As I did so recently, I must again pimp the Deverry series by Katherine Kerr. It’s an epic in a way, but more in the classical sense. That is, there is no buildup to one huge clash with a winner and a loser. It tells a very long tale which is full of sadness and brutal realities. It’s not high fantasy, though it does have magic and (later on) dragons. It has Elves, but they are basically nomadic herders who have lost most of their cultures. There are classical style dwarves. The story is told in a non-linear fashion, going back to previous lives in each book. In her world, people are reborn again and again, until they fulfill their Wyrd, which is another term for their destiny. The main arc of the first set of books deals with a man who made himself ageless by promising to do so for the love of his life, who promptly drowns. He spends centuries finding her in various forms. It takes off to other characters from there. The world is inhabited by people that would be a breakoff sect of Gauls a couple thousand + years ago when they were escaping the Romans. Her prose is pretty tight, her world-building is highly realistic and she isn’t prone to wandering plotlines that don’t go anywhere. Definitely recommend starting.

BTW, it’s not precisely “epic”, but I loved Bujold’s Chalion series (well, the first 2 anyway - the third was set in the same universe but a different timeline, so really didn’t feel like part of the same series).

A great setting, interesting religious background, and likable, engaging characters. The first two pretty much conclude a nice story arc - not sure if she’ll continue the storyline in that world, but you could stop after the first two stories and be very satisfied.

Guy Gavriel Kay, Modesitt, Brust, and Mercedes Lackey are the authors who come to mind for epic fantasy.

Though GGK’s trilogy is basically LotR reskinned.

More votes for Patricia McKillip and Guy Gavriel Kay. Kay’s Fionavar Tapestry may have been Tolkein-like, but the rest of his work is in his own distinct style. Tigana is one of my all-time favourites.
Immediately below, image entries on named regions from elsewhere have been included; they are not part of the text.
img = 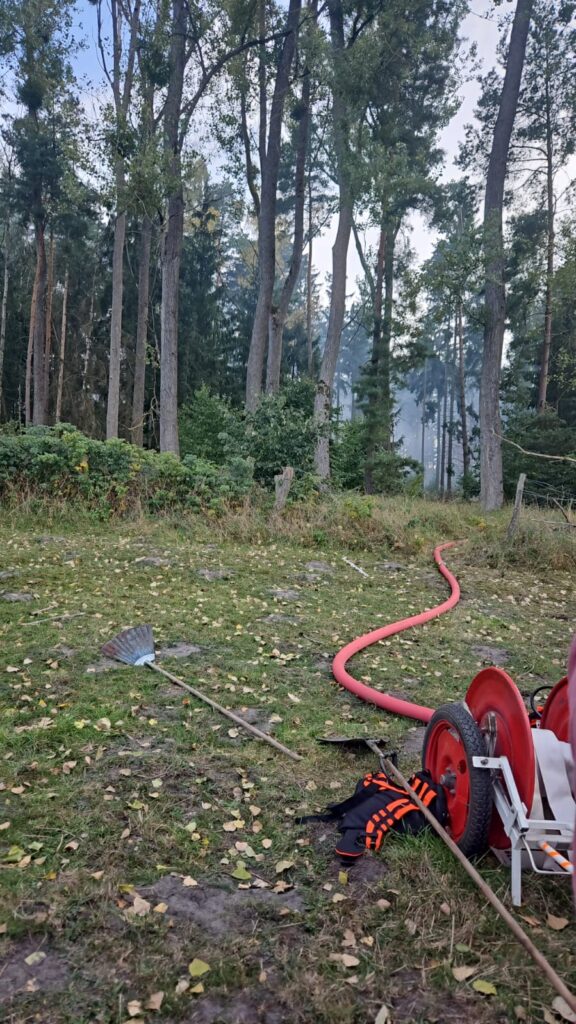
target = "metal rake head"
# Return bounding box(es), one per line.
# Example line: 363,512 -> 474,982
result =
101,626 -> 156,665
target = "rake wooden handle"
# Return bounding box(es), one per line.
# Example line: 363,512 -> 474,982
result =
382,757 -> 576,1011
147,662 -> 302,761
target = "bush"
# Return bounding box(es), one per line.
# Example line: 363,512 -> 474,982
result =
0,424 -> 253,517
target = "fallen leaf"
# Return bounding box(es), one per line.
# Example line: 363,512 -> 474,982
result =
452,967 -> 477,981
24,949 -> 46,967
146,992 -> 164,1010
552,995 -> 576,1024
546,913 -> 570,932
188,957 -> 210,978
472,978 -> 497,995
276,860 -> 294,874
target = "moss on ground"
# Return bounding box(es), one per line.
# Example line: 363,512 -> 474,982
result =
0,502 -> 576,1024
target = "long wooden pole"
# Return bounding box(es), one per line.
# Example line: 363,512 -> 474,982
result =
147,662 -> 302,761
380,756 -> 576,1012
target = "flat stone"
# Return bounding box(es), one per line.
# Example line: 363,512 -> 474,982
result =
470,644 -> 510,666
198,568 -> 232,583
134,555 -> 172,568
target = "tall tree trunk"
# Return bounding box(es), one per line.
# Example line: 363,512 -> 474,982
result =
160,0 -> 187,455
246,0 -> 301,411
30,221 -> 47,426
266,55 -> 311,394
44,229 -> 55,417
364,226 -> 386,495
457,302 -> 470,481
480,0 -> 533,511
306,170 -> 314,377
56,267 -> 70,423
131,214 -> 152,445
0,221 -> 10,394
314,0 -> 354,481
538,69 -> 554,413
106,190 -> 126,438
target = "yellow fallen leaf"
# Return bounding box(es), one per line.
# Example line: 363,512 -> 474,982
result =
146,992 -> 164,1010
546,913 -> 570,932
452,967 -> 477,981
188,957 -> 210,978
472,978 -> 497,995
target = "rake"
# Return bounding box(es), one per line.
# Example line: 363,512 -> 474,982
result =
101,626 -> 302,761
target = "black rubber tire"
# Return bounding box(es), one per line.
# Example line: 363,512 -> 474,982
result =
422,703 -> 493,857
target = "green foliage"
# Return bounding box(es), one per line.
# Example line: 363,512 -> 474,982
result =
502,410 -> 576,498
0,424 -> 252,518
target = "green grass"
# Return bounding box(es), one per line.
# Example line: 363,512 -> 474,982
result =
0,499 -> 576,1024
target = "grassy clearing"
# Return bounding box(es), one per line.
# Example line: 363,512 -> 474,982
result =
0,499 -> 576,1024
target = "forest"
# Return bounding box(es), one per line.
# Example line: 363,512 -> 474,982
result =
0,0 -> 576,510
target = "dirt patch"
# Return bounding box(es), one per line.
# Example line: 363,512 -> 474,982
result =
138,876 -> 304,938
471,644 -> 510,666
186,988 -> 284,1024
0,941 -> 70,1004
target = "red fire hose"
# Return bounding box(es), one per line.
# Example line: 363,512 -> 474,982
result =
332,541 -> 460,722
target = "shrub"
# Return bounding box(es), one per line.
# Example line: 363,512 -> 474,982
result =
0,424 -> 252,517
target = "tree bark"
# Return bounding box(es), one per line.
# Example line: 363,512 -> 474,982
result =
246,0 -> 301,411
0,221 -> 10,394
538,65 -> 554,413
266,58 -> 311,394
480,0 -> 532,511
131,214 -> 152,446
55,267 -> 70,423
30,221 -> 48,426
314,0 -> 354,481
457,302 -> 470,480
106,197 -> 126,439
160,0 -> 187,455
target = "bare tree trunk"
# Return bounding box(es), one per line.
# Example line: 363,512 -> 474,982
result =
56,267 -> 70,423
30,222 -> 47,426
480,0 -> 532,511
0,221 -> 10,394
160,0 -> 187,455
106,192 -> 126,438
131,214 -> 152,445
457,302 -> 470,479
314,0 -> 354,481
306,171 -> 314,377
246,0 -> 301,411
44,230 -> 55,420
538,69 -> 554,413
266,54 -> 311,394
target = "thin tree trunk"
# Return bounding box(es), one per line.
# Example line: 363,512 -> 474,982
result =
0,221 -> 10,394
131,214 -> 152,446
266,55 -> 311,394
480,0 -> 532,511
106,195 -> 126,438
30,222 -> 47,426
44,230 -> 55,417
160,0 -> 187,455
314,0 -> 354,481
306,176 -> 314,377
246,0 -> 301,411
457,302 -> 470,481
538,69 -> 554,413
56,267 -> 70,423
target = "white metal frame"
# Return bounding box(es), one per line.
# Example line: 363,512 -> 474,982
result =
472,756 -> 574,906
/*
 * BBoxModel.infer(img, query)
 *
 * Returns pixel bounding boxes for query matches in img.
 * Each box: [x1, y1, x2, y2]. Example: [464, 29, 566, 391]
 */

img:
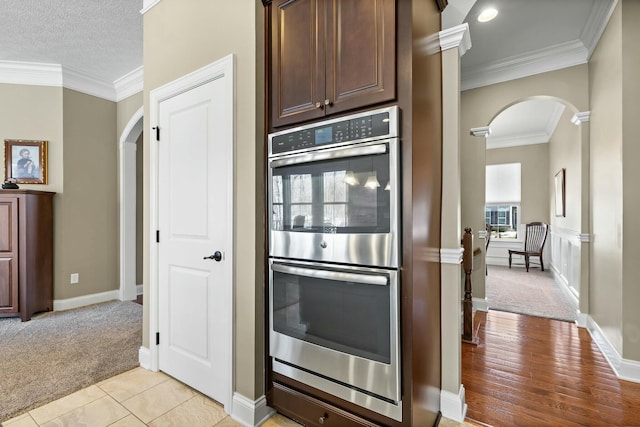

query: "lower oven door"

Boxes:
[269, 259, 401, 412]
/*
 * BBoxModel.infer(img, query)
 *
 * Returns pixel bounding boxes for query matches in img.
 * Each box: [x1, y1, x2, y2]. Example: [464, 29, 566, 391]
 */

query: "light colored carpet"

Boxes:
[486, 265, 577, 322]
[0, 301, 142, 421]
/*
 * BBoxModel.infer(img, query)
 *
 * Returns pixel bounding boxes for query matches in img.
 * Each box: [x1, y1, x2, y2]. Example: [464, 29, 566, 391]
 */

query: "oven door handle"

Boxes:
[269, 144, 387, 168]
[271, 263, 389, 286]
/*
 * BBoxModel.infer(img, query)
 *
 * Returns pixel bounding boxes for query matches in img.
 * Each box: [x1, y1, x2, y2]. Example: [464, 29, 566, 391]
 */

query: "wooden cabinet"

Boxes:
[0, 190, 54, 321]
[270, 0, 396, 127]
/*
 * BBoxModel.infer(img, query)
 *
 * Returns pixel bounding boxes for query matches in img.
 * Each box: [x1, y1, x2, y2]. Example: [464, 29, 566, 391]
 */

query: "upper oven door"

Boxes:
[269, 138, 400, 268]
I was “meh” about George R.R. Martin. A Game of Thrones It felt like a fantasy novel written by Tom Clancy: lots of politics, lots of people, no real characters. And it seemed that as soon as he created what might be an interesting unifying trope (eg. the direwolf pups adopted by the Stark children), he gets bored and discards it. But I’ve only read the first book in the series, and things might have improved.

Lois McMaster Bujold’s Chalion series (starting with The Curse of Chalion) struck me as a more successful variation of “epic political machination” fantasy. Mainly because it focuses on the experiences of a single deeply damaged character, rather than a swarm of faceless ones.